The aim of this notebook is to match BTK results obtained using scattering theory.
In [11]:
import numpy as np
import matplotlib.pyplot as plt
%matplotlib inline
import itertools
import scipy.special
# The SN junction is modelled using a tight-binding Hamiltonian in one dimension
# The function presented here is more general and can be used for finite cross section nanowires
def create_Hamiltonian(dimensions,physical_parameters):
'''
dimensions : dictionary with the following three numbers,
N_lat : number of points laterally
N_z : number of points in the z direction
N_int : number of internal degrees of freedom = 1,2,4
physical_paramters : dictionary with the revelant physical parameters
'''
N_lat = dimensions['N_lat']
N_z = dimensions['N_z']
N_int = dimensions['N_int']
t = physical_parameters['t']
Delta = physical_parameters['Delta']
mu = physical_parameters['mu']
# Hamiltonian element functions
def create_alpha(ind):
if N_int == 1:
alpha = 2*t - mu
elif N_int == 2:
alpha = np.array([[2*t-mu,Delta],[np.conj(Delta),-2*t+mu]])
return alpha
def create_beta(ind1,ind2):
if N_int == 1:
beta = -t
elif N_int == 2:
beta = np.array([[-t,0],[0,t]])
return beta
def create_zero():
if N_int == 1:
return 0.0
elif N_int == 2:
return np.zeros((2,2))
def func_H(ind1,ind2):
if ind1 == ind2:
return create_alpha(ind1)
elif tuple(abs(x) for x in tuple(i-j for i,j in zip(ind1,ind2))) \
in [(0,0,1),(0,1,0),(1,0,0)]:
return create_beta(ind1,ind2)
else:
return create_zero()
# list of space indices of the Hamiltonian
indices = list(itertools.product(range(N_lat),range(N_lat),range(N_z)))
H = [func_H(ind1,ind2) for ind1,ind2 in itertools.product(indices, indices)]
N = N_lat*N_lat*N_z
H_ar = np.array(H,dtype=np.complex64).reshape((N,N,N_int,N_int))
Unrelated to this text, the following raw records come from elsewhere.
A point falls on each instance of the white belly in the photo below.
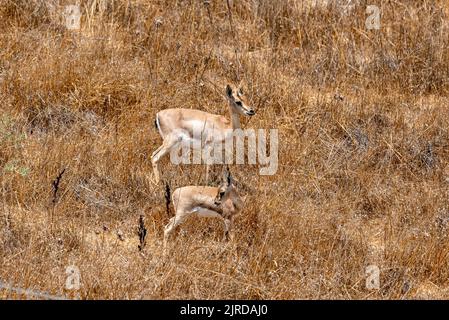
(203, 212)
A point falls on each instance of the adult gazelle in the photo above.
(178, 126)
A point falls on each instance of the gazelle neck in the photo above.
(235, 118)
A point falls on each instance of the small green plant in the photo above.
(14, 167)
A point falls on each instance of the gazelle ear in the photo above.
(228, 91)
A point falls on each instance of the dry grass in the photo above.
(363, 179)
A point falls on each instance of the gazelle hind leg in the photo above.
(170, 227)
(169, 143)
(228, 226)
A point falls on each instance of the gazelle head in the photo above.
(237, 101)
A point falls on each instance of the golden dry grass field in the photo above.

H_mat = np.array([H_ar[x,:,y,:].flatten() for x in range(H_ar.shape[0]) for y in range(H_ar.shape[2])])\
.flatten().reshape(N_int*N,N_int*N)
return H_mat
We now test the function to $\text{create_Hamiltonian}$.
In [13]:
dimensions = {'N_z' : 3,'N_lat' : 1,"N_int" : 2}
physical_parameters = {'t' : 1.0,'Delta' : 1e-2,'mu' : 0.0}
H_mat = create_Hamiltonian(dimensions,physical_parameters)
print(H_mat)
In order to calculate the current from device Hamiltoninan, the leads at the two ends have to be taken into account. The surface Green's function of the semi-infinite leads is calculated in an iterative fashion, taking into account the infinite nature of the lead Hamiltonian.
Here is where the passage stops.